It will be further understood that the polypeptides of the invention can be lyophilized for storage and reconstituted in a suitable carrier prior to use. Any suitable lyophilization method (e.g., spray drying, cake drying) and/or reconstitution techniques may be used. Those of skill in the art will understand that lyophilization and reconstitution can lead to diversification of the loss of activity and the level of use may have to be adjusted upwards to compensate. Preferably, the lyophilized (lyophilized) polypeptide is about 20% or less, or about 25% or less, or about 30% or less, or about 35% or less of its activity when rehydrated (prior to lyophilization), Or about 40% or less, or about 45% or less, or about 50%.

Polypeptides having protease activity are typically provided in the form of therapeutic compositions, in which the polypeptides are formulated with a pharmaceutically acceptable buffer, diluent, carrier, adjuvant or excipient. Additional compounds may be included in the composition, including chelating agents such as EDTA, citrate, EGTA or glutathione. Antimicrobial/therapeutic compositions can be prepared in a manner known in the art that is sufficiently storage stable and suitable for administration to humans and mammals. The therapeutic composition can be lyophilized, for example, through freeze drying, spray drying, spray cooling, or through the use of particle formation from supercritical particle formation.

Those skilled in the art will also appreciate that the polypeptides of the present invention are also administered to formulations for topical application, for example, as cosmetic compositions, pharmaceutical compositions or medical devices, to produce therapeutic, prophylactic and/or cosmetic benefits (e.g., Eye drops, cleaning compositions, etc.). As used herein, the terms'pharmaceutical composition' and'pharmaceutical' are to be interpreted accordingly.

By "pharmaceutically acceptable", the present inventors mean a non-toxic substance that does not reduce the effectiveness of the trypsin activity of the polypeptide of the present invention.
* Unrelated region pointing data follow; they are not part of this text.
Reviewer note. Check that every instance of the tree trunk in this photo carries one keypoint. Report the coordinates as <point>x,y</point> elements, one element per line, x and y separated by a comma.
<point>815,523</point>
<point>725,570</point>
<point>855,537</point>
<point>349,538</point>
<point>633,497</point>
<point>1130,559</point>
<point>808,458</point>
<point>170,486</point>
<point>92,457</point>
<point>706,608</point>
Such pharmaceutically acceptable buffers, carriers or excipients are well known in the art (Remington's Pharmaceutical Sciences, 18th edition, AR Gennaro, Ed., Mack Publishing Company (1990) and handbook of Pharmaceutical Excipients, 3rd edition, A Kibbe, Ed., Pharmaceutical Press (2000), the disclosures of which are incorporated herein by reference).

The term "buffer" is intended to mean an aqueous solution containing an acid-base mixture with the purpose of stabilizing the pH. Examples of buffering agents include Trizma, Bicine, Tricine, MOPS, MOPSO, MOBS, Tris, Hepes, HEPBS, MES, phosphate, carbonate, acetate, citrate, glycolate, lactate, borate, ACES, ADA, tartrate, AMP, AMPD, AMPSO, BES, CABS, cacodylate, CHES, DIPSO, EPPS, ethanolamine, glycine, HEPPSO, imidazole, imidazolactic acid, PIPES, SSC, SSPE, POPSO, TAPS, TABS, TAPSO And TES.
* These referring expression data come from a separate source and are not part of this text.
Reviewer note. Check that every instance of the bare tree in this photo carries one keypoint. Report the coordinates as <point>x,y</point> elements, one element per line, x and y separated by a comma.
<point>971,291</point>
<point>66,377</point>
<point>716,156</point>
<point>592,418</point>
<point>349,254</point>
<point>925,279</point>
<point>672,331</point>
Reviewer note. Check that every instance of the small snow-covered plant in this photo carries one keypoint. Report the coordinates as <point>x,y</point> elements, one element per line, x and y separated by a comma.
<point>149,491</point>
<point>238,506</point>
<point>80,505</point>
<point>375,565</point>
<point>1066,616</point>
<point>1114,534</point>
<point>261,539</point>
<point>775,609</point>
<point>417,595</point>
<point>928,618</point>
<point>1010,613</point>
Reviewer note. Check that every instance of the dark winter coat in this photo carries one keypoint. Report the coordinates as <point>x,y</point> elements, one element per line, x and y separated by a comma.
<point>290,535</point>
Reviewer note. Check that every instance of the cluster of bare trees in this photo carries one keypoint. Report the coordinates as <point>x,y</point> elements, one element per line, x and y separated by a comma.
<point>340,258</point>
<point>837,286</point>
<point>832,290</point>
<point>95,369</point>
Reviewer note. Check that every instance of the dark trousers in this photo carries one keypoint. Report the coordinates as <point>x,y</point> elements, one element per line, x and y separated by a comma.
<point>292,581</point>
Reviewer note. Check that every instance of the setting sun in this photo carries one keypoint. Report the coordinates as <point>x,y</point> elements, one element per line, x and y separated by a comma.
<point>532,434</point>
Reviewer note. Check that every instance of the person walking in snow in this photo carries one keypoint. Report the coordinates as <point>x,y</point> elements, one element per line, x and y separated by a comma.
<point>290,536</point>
The term "diluent" is intended to mean an aqueous or non-aqueous solution with the purpose of diluting the peptide into a therapeutic formulation. The diluent may be one or more of saline, water, polyethylene glycol, propylene glycol, ethanol or oil (eg, safflower oil, corn oil, peanut oil, cottonseed oil, or sesame oil).

The term "adjuvant" is intended to mean any compound added to the formulation to increase the biological effect of the polypeptide of the present invention. Auxiliaries are zinc, copper or silver salts having different anions, such as, but not limited to, fluoride, chloride, bromide, iodide, thiocyanate, sulfite, hydroxide, phosphate, carbonate of the acyl composition. , Lactate, glycolate, citrate, borate, tartrate and acetate. Auxiliaries are also cationic polymers such as cationic cellulose ethers, cationic cellulose esters, deacetylated hyaluronic acids, chitosans, cationic dendrimers, cationic synthetic polymers such as poly(vinyl imidazole), and cationic polypeptides. , Such as polyhistidine, polylysine, polyarginine, and peptides containing these amino acids.
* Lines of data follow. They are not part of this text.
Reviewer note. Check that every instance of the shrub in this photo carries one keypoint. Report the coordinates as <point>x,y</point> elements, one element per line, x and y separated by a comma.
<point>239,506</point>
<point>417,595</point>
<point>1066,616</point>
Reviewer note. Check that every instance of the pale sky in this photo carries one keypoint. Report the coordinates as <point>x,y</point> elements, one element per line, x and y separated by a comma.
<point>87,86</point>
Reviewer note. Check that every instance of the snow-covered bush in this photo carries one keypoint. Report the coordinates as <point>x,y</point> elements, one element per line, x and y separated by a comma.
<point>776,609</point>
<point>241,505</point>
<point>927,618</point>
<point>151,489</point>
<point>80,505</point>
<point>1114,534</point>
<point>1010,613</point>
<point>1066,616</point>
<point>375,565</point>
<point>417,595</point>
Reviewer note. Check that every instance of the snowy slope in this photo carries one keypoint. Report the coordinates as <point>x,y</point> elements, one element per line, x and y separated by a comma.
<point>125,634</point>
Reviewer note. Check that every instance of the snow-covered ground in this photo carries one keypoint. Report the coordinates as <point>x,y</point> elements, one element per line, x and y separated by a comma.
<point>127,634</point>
The excipient may be one or more of carbohydrates, polymers, lipids and minerals. Examples of carbohydrates include lactose, glucose, sucrose, mannitol and cyclodextrin, which are added to the composition, for example to facilitate lyophilization. Examples of polymers are all different molecular weight starch, cellulose ether, cellulose carboxymethylcellulose, hydroxypropylmethyl cellulose, hydroxyethyl cellulose, ethylhydroxyethyl cellulose, alginate, carrageenan, hyaluronic acid and derivatives thereof, polyacrylic acid, poly Sulfonates, polyethylene glycol/polyethylene oxide, polyethylene oxide/polypropylene oxide copolymers, polyvinyl alcohol/polyvinyl acetate of different degrees of hydrolysis, and polyvinylpyrrolidone, these are bioadhesive, for example, for viscosity control To achieve or to protect lipids from chemical and proteolytic degradation. Examples of lipids are fatty acids, phospholipids, monoglycerides, diglycerides, triglycerides, ceramides, sphingolipids and glycolipids, egg yolk lecithin, soybean lecithin, hydrogenated egg yolk and soybean lecithin, all of which have different acyl chain length and saturation. , They are added to the composition for similar reasons as for polymers. Examples of minerals are talc, magnesium oxide, zinc oxide and titanium oxide, which are added to the composition to obtain benefits such as reduction in liquid accumulation or advantageous pigment properties.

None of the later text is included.